The next day with ceremony and feathers of state, Red Cloud came, bringing his interpreter, and after listening until every word had been told him again, requested to see the half-breed. He was taken to the hospital. A sentry stood on post outside the tent, and inside lay Toussaint, with whom Cutler and the ambulance-boy were playing whiskey-poker. While the patient was waiting to be hanged, he might as well enjoy himself within reason. Such was Cutler’s frontier philosophy. We should always do what we can for the sick. At sight of Red Cloud looming in the doorway, gorgeous and grim as Fate, the game was suspended. The Indian took no notice of the white men, and walked to the bed. Toussaint clutched at his relation’s fringe, but Red Cloud looked at him. Then the mongrel strain of blood told, and the half-breed poured out a chattering appeal, while Red Cloud by the bedside waited till it had spent itself.
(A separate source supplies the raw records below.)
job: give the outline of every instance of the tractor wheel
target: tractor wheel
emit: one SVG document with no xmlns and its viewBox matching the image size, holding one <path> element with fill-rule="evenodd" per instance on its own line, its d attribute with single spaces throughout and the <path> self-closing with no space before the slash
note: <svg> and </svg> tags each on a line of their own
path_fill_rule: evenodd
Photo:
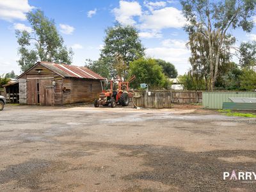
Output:
<svg viewBox="0 0 256 192">
<path fill-rule="evenodd" d="M 127 93 L 122 93 L 120 102 L 122 106 L 128 106 L 129 105 L 129 96 Z"/>
<path fill-rule="evenodd" d="M 111 99 L 111 102 L 110 102 L 110 105 L 111 108 L 115 108 L 116 106 L 116 100 L 114 99 Z"/>
<path fill-rule="evenodd" d="M 99 102 L 99 100 L 98 100 L 98 99 L 96 99 L 94 100 L 94 107 L 99 108 L 99 106 L 100 106 L 100 103 Z"/>
<path fill-rule="evenodd" d="M 2 111 L 4 109 L 4 104 L 3 100 L 0 100 L 0 111 Z"/>
</svg>

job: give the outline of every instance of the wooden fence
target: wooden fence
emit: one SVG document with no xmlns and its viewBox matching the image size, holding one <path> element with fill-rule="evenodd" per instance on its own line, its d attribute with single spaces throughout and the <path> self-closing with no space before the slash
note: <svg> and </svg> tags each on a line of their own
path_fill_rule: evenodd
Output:
<svg viewBox="0 0 256 192">
<path fill-rule="evenodd" d="M 137 92 L 134 102 L 138 107 L 171 108 L 172 103 L 188 104 L 202 102 L 202 92 L 148 91 Z"/>
</svg>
Then he grunted, and left the room. He had not spoken, and his crest of long feathers as it turned the corner was the last vision of him that the card-players had.
Red Cloud came back to the officers, and in their presence formally spoke to his interpreter, who delivered the message: “Red Cloud says Toussaint heap no good. No Injun, anyhow. He not want him. White man hunt pretty hard for him. Can keep him.”
Thus was Toussaint twice sentenced. He improved under treatment, played many games of whiskey-poker, and was conveyed to Cheyenne and hanged.
These things happened in the early seventies; but there are Sioux still living who remember the two lieutenants, and how they pulled the half-breed out of White River by his false hair. It makes them laugh to this day. Almost any Indian is full of talk when he chooses, and when he gets hold of a joke he never lets go.